Principal Component Analysis (PCA) is a powerful and widely used tool for dimensionality reduction. However, the principal components generated are linear combinations of all the original variables and this often makes interpreting results and root-cause analysis difficult. Forward Selection Component Analysis (FSCA) is a recent technique that overcomes this difficulty by performing variable selection and dimensionality reduction at the same time. This paper provides, for the first time, a detailed presentation of the FSCA algorithm, and introduces a number of new variants of FSCA that incorporate a refinement step to improve performance.
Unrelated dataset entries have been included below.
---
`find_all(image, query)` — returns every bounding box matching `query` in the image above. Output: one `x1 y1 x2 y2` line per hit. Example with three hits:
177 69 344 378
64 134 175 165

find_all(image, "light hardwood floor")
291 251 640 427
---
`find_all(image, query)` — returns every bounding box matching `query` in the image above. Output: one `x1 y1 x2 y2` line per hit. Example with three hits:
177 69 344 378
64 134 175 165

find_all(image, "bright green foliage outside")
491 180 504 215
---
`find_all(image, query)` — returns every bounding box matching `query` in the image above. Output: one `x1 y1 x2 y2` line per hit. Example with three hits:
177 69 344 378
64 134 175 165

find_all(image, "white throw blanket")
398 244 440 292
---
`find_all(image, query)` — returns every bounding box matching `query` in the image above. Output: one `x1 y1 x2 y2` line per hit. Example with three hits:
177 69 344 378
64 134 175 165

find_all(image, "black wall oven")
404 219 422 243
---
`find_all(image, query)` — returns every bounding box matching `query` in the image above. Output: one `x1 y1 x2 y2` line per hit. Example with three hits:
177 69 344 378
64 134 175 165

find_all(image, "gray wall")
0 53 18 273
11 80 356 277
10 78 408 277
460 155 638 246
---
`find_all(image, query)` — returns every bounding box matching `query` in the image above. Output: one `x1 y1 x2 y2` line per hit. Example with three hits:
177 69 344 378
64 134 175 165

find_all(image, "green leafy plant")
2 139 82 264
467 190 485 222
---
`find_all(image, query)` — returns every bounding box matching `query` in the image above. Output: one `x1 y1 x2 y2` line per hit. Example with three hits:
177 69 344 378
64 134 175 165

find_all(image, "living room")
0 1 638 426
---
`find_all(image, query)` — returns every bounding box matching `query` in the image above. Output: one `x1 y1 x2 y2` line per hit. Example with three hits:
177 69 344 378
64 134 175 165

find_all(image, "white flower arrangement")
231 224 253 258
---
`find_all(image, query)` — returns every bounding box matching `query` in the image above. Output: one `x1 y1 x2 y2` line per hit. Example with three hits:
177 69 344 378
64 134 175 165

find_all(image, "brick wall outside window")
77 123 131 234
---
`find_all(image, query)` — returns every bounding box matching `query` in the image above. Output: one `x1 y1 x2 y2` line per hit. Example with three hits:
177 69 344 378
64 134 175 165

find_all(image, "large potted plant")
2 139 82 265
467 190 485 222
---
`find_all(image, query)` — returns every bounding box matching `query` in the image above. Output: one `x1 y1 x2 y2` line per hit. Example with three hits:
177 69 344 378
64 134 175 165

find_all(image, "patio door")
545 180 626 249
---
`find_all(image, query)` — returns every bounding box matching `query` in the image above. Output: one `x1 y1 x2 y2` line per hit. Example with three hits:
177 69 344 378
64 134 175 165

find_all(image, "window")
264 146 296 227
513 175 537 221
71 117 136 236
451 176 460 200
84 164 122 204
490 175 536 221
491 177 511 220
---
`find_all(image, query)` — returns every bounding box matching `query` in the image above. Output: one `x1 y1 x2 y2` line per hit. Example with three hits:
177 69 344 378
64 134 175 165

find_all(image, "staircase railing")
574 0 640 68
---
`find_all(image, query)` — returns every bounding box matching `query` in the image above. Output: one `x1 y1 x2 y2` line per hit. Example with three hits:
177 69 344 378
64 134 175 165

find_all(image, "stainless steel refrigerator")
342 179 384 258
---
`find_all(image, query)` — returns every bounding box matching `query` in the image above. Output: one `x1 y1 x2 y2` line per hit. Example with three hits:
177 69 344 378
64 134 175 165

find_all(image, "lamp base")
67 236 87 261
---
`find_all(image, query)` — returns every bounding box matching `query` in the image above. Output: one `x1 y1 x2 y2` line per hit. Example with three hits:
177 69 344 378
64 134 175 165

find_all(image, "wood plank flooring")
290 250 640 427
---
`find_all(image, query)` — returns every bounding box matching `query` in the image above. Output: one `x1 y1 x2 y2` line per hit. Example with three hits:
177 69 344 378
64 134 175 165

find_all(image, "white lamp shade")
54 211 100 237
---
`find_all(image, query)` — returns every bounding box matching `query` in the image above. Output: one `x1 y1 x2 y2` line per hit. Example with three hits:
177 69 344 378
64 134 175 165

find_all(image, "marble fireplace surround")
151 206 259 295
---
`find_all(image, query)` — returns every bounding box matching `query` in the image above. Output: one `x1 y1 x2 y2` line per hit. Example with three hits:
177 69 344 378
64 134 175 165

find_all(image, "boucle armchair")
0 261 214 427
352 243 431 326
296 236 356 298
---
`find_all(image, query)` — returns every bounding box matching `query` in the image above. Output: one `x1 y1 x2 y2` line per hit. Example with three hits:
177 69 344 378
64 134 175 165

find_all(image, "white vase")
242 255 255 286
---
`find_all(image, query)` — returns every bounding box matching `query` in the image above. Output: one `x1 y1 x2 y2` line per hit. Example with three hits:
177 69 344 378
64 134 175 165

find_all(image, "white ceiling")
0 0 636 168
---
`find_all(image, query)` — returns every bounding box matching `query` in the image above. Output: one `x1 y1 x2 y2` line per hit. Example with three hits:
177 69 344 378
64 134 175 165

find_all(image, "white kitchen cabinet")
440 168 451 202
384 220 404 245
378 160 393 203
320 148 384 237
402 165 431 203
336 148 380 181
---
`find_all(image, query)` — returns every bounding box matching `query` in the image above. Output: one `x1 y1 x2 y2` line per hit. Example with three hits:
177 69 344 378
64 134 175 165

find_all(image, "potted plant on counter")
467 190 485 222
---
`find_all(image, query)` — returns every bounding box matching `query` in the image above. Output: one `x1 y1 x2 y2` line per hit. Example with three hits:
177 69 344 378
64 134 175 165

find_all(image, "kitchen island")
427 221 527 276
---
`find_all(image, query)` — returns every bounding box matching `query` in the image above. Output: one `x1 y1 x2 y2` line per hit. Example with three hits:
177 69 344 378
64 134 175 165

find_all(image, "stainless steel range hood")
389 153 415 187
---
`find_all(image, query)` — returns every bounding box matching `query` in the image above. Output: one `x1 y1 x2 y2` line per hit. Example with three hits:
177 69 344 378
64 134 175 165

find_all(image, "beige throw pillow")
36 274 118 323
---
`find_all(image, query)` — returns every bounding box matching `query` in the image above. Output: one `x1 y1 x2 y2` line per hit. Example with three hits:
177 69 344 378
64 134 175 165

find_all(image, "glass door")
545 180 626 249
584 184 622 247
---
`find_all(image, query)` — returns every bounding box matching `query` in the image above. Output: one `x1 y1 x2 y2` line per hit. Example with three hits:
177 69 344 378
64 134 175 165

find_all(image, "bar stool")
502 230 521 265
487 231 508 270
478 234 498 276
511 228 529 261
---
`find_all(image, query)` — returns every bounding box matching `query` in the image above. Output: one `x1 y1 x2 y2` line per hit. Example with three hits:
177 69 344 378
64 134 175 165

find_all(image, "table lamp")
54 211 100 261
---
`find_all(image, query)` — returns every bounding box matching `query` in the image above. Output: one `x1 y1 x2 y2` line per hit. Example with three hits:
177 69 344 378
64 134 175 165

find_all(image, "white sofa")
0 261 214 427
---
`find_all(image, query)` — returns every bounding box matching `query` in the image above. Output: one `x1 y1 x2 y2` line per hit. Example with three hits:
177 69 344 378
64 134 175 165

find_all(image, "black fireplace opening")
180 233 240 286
We then show different applications of FSCA and compare the performance of the different variants with PCA and Sparse PCA. The results demonstrate the efficacy of FSCA as a low information loss dimensionality reduction and variable selection technique and the improved performance achievable through the inclusion of a refinement step.
机译:主成分分析(PCA)是一种功能强大且广泛使用的降维工具。但是,生成的主要成分是所有原始变量的线性组合,这通常使解释结果和根本原因分析变得困难。前向选择成分分析(FSCA)是一项最新技术,它通过同时执行变量选择和降维来克服此困难。本文首次提供了FSCA算法的详细介绍,并介绍了FSCA的许多新变种,其中包括改进步骤以提高性能。然后,我们展示了FSCA的不同应用,并比较了PCA和Sparse PCA的不同变体的性能。结果证明了FSCA作为低信息损失维数减少和变量选择技术的功效,并且通过包含优化步骤可以实现改进的性能。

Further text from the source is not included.